SIB Swiss Institute of Bioinformatics, University of Zurich, Zurich, Switzerland.
Life Sci Alliance. 2021 Mar 23;4(6). doi: 10.26508/lsa.202001004. Print 2021 Jun.
A key challenge in single-cell RNA-sequencing (scRNA-seq) data analysis is batch effects that can obscure the biological signal of interest. Although there are various tools and methods to correct for batch effects, their performance can vary. Therefore, it is important to understand how batch effects manifest to adjust for them. Here, we systematically explore batch effects across various scRNA-seq datasets according to magnitude, cell type specificity, and complexity. We developed a cell-specific mixing score (cms) that quantifies mixing of cells from multiple batches. By considering distance distributions, the score is able to detect local batch bias as well as differentiate between unbalanced batches and systematic differences between cells of the same cell type. We compare metrics in scRNA-seq data using real and synthetic datasets and whereas these metrics target the same question and are used interchangeably, we find differences in scalability, sensitivity, and ability to handle differentially abundant cell types. We find that cell-specific metrics outperform cell type-specific and global metrics and recommend them for both method benchmarks and batch exploration.
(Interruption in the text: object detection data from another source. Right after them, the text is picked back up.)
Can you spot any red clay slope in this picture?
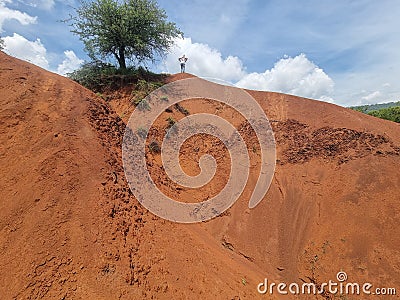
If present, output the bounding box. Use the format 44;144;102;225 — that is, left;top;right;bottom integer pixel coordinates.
0;53;400;299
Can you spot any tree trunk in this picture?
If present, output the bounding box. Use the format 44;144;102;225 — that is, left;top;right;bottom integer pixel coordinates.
118;47;126;70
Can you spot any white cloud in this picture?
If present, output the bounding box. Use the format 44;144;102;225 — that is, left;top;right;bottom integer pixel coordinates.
3;33;49;69
163;38;334;102
0;0;37;32
19;0;55;10
237;54;334;102
57;50;83;75
361;91;382;103
163;38;245;81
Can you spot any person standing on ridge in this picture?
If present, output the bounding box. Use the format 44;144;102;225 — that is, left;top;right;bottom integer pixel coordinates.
178;54;188;73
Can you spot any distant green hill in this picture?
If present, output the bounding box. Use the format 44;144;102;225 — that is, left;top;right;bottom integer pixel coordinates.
350;101;400;123
349;101;400;114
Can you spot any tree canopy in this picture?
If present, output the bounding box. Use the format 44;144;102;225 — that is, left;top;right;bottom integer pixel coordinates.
68;0;182;69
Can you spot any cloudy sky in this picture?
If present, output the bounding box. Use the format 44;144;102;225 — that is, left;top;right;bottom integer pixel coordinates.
0;0;400;106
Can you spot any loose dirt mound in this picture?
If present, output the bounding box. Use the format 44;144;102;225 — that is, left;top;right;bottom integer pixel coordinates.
0;53;400;299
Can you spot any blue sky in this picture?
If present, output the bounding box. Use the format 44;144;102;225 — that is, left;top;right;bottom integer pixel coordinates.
0;0;400;105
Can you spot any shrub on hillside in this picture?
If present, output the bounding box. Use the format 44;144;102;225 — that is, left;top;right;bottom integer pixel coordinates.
368;106;400;123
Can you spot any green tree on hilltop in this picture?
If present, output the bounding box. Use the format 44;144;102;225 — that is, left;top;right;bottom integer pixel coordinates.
66;0;182;70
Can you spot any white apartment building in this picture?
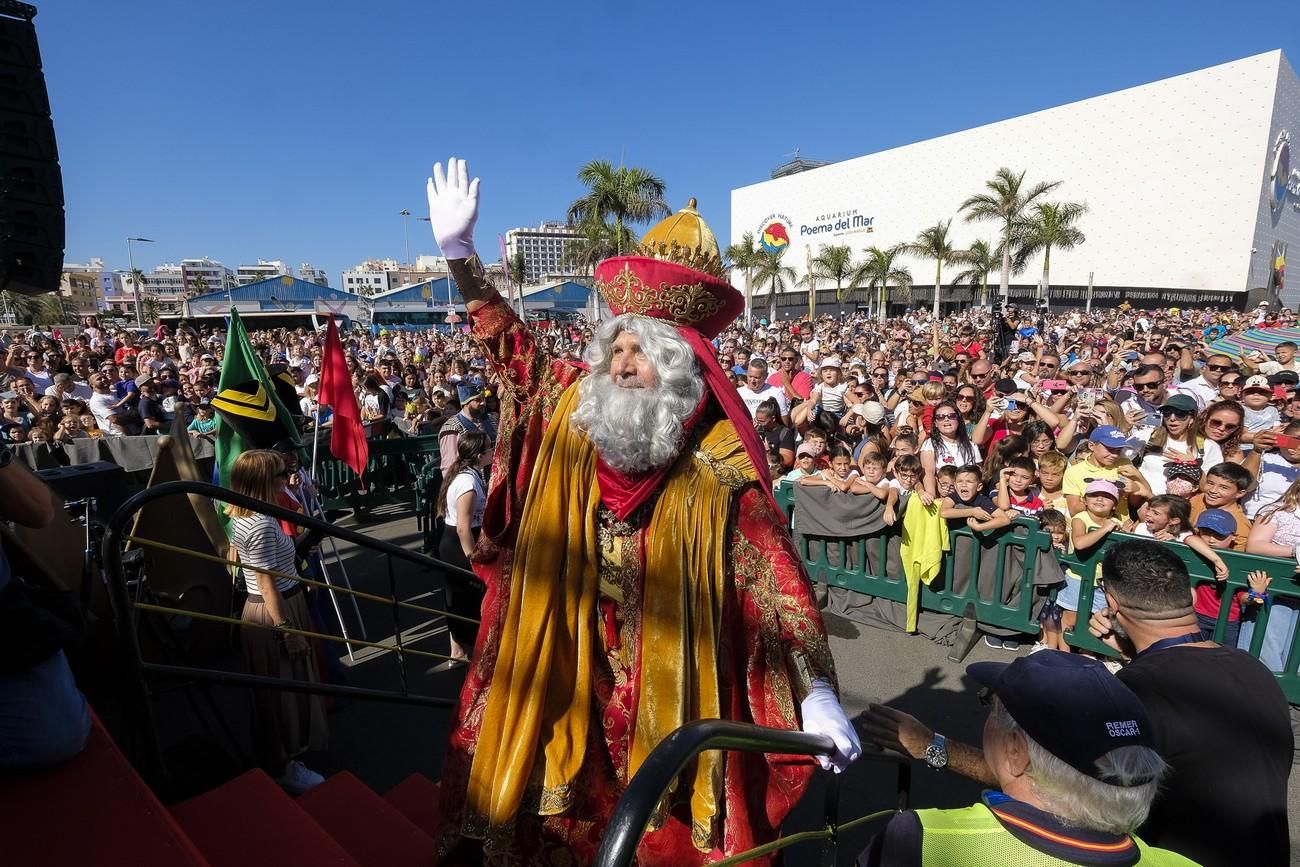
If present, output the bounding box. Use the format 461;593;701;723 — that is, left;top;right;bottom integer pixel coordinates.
235;259;294;286
298;263;329;286
64;256;122;316
506;221;582;283
181;257;238;295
单细胞 RNA 测序 (scRNA-seq) 数据分析中的一个关键挑战是批次效应,它可能会掩盖感兴趣的生物学信号。尽管有各种工具和方法可以纠正批次效应,但它们的性能可能会有所不同。因此,了解批次效应的表现方式以进行调整非常重要。在这里,我们根据幅度、细胞类型特异性和复杂性,系统地探索了各种 scRNA-seq 数据集的批次效应。我们开发了一种细胞特异性混合分数 (cms),用于量化来自多个批次的细胞混合情况。通过考虑距离分布,该分数能够检测到局部批次偏差,以及区分不平衡批次和同一细胞类型的细胞之间的系统差异。我们使用真实和合成数据集比较了 scRNA-seq 数据中的指标,尽管这些指标针对的是同一个问题且可以互换使用,但我们发现它们在可扩展性、灵敏度和处理差异丰度细胞类型的能力方面存在差异。我们发现细胞特异性指标优于细胞类型特异性和全局指标,并建议将其用于方法基准测试和批次探索。